Я понял, что зигзагами поднимаюсь в гору, узкие торговые ряды постепенно переходили в разбитую мостовую, где сквозь трещины в камне пробивалась трава, между домами зияли черные пустоты. Вскоре районы Афин, расположенные на равнине, стали еле видны, они мерцали, как лунный свет на воде за гигантским выступом крутого откоса.
Разбитые тротуары, покосившиеся заборы, старые провода и битые бутылки, блики лунного света. Цветочные ящики, мокрое белье на балконах, кухонные стулья, забытые на улице, растекшиеся по маленькому столику объедки. Чем выше я поднимался, тем теснее домики лепились к скале, тем они были захолустнее, тем больше в них было жизни. Эти развалюхи не были заброшены – они несли на себе отпечаток кипучей деятельности.

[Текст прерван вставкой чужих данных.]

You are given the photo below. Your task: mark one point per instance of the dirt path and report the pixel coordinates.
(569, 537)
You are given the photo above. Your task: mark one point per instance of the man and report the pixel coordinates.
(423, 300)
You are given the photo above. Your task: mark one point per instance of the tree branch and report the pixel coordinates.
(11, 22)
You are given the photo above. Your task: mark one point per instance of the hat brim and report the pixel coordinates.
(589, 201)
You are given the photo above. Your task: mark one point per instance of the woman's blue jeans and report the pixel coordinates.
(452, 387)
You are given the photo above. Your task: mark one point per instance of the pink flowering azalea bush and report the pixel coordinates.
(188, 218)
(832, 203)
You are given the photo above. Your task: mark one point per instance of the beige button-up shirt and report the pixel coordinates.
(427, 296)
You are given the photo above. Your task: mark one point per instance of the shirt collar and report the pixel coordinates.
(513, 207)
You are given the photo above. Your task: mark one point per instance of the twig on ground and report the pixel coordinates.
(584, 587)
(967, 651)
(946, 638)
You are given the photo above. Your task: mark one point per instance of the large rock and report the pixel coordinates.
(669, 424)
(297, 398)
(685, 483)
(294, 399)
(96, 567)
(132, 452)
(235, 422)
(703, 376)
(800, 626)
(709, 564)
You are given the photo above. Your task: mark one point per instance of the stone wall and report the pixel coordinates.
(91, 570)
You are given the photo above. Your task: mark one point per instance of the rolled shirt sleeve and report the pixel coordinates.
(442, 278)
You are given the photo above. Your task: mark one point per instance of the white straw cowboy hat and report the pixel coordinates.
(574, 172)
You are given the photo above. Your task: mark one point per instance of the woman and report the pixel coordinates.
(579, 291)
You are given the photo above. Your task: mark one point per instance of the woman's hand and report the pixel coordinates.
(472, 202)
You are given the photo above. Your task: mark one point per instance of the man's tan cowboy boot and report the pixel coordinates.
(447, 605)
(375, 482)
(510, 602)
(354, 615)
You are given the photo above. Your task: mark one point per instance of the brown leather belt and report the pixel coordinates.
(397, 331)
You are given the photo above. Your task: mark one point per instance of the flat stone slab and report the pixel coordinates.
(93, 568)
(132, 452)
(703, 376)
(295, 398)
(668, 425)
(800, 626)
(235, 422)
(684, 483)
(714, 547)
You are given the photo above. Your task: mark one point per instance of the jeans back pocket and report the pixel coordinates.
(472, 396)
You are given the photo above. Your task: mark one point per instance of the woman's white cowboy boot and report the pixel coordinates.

Дорога вывела меня то ли на поле, то ли на свалку, забитую сломанной мебелью, картонными коробками, мокрыми газетами. Среди этого мусора росли полевые цветы. Я прошел еще немного по мокрой траве, потом долго смотрел на раскинувшийся внизу город. Прохладный воздух был напоен свежестью.
Тут я вдруг понял, что неподалеку в темноте был кто-то еще. По голосам мне стало ясно, что любовники уже не первой молодости. Я замер, боясь шевельнуться. Мужчина непроизвольно вскрикнул, и через несколько секунд они рассмеялись.
Не близость их интимности привела меня в себя, а тот негромкий смех. Я вспомнил, как Петра поворачивалась ко мне в темноте, взгляд ее был серьезным, как у зверя. До меня доносились их ти-хие голоса, я представил себе, как они оправляют друг другу одежду.
На кораблике, увозившем меня с Идры, я случайно подслушал разговор двух ребят, один из них рассказывал другому, что в странах, где много больших семей, мужьям с женами часто приходится тайком уходить из маленьких домишек в поля, скрываясь от детей.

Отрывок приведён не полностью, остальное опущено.